Confusables
Confusables is a Python package designed for analyzing and matching words that appear similar but use different Unicode characters. It leverages the official Unicode confusable characters list to detect homoglyphs, which can be useful for applications like identifying malicious fake website names, normalizing text data, or bypassing profanity filters. The library is currently at version 1.2.0 and receives updates as needed, particularly for Unicode character set changes.
Warnings
- breaking The `match_subword` option was removed from the `confusable_regex()` function in version 1.0.0. It now behaves as if `match_subword` is always true.

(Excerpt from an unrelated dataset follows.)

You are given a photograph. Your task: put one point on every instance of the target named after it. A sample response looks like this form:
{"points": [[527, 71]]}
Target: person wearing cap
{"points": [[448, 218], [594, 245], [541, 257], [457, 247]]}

- breaking Version 1.0.0 updated to Unicode Confusables version 12.1.0, and now matches all Unicode characters with themselves. This may change the set of characters considered confusable compared to older versions.
- gotcha The definition of 'confusable' is intentionally loose and may become more or less strict in future versions, as it deals with human interpretation. This could subtly alter matching behavior between releases.
Install
-
pip install confusables
Imports
- is_confusable
from confusables import is_confusable
- confusable_characters
from confusables import confusable_characters
- confusable_regex
from confusables import confusable_regex
- normalize
from confusables import normalize
Quickstart
from confusables import is_confusable, confusable_regex, normalize
# Check if two strings are confusable
print(f"'rover' vs 'ƦỏV3ℛ': {is_confusable('rover', 'ƦỏV3ℛ')}")
# Generate a regex for confusable characters
regex_pattern = confusable_regex('admin', include_character_padding=True)
print(f"Regex for 'admin': {regex_pattern}")
# Normalize a string to its confusable ASCII counterparts
normalized_forms = normalize('micrоsoft', prioritize_alpha=True)
print(f"Normalized forms of 'micrоsoft': {normalized_forms}")